Тот охотно объяснил, что минуту тому назад погонщик и грек взобрались на верблюда, и он унес их.
— Смотри, — схватил нас чайханщик за руки.
Примерно в ста или ста пятидесяти саженях, там, где дорога, по которой мы пришли, делала плавный поворот, вымахнул знакомый мне громадный, сильный и грациозный верблюд, на горбу его отчетливо виделись две фигуры.
Паша схватился было за револьвер, потом досадливо отмахнулся:
— Мух бить из этого. Сюда бы винтовку.
Мерно раскачиваясь, верблюд неуклонно уходил своей гигантской иноходью.
— Скорее назад в ревком! — крикнул Паша после минутного размышления. — Может быть, удастся перехватить их.
Мы бросились назад в ревком. Паша исчез в одной из дверей, потом вышел оттуда и на ходу бросил мне:
— А теперь давай, пока не поздно, — в тюрьму. Лошадь есть.

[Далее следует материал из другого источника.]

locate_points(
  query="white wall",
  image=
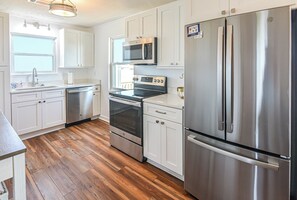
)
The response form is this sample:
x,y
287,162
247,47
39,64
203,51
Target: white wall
x,y
102,35
117,29
17,26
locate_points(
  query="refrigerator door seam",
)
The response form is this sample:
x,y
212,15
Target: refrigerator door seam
x,y
272,166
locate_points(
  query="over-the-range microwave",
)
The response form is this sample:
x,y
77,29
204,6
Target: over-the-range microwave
x,y
142,51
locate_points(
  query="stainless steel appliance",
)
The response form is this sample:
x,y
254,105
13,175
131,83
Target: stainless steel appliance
x,y
79,104
237,107
140,52
126,114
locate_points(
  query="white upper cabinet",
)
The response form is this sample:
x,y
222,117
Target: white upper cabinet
x,y
201,10
4,39
76,49
142,25
171,35
244,6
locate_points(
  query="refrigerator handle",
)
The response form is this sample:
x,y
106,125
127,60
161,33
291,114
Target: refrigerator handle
x,y
221,79
267,165
229,79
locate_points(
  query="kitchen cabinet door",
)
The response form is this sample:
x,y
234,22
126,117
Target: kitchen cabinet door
x,y
152,138
148,23
4,39
96,103
53,112
172,146
201,10
26,117
71,49
132,27
245,6
87,49
170,35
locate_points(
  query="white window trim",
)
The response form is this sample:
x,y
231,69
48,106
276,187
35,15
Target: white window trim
x,y
55,68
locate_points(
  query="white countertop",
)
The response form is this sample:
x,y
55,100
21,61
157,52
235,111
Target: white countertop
x,y
57,86
169,100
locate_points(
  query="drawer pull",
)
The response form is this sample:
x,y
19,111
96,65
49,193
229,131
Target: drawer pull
x,y
163,113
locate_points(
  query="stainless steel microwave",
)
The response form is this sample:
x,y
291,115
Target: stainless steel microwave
x,y
140,52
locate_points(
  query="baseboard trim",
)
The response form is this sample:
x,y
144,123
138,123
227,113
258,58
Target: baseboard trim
x,y
41,132
180,177
104,118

На ревкомовской пролетке в этот страшный знойный, остановившийся июльский день мы отправились в тюрьму. Вся эта беготня ничего не давала, все казалось убийственным, изнуряющим, бесполезным бегом на месте.
— Умерла, — сказал нам еще в воротах начальник тюрьмы, пожилой человек в картузе и железных очках. — Мы только что звонили в ревком. Врач ничего не мог поделать.
— Причина смерти?
— Да вот и врач.
Навстречу нам шел старый тюремный врач в выцветшей фуражке судебного ведомства.
— Прекращение сердечной деятельности, а в результате чего, вскрытие покажет.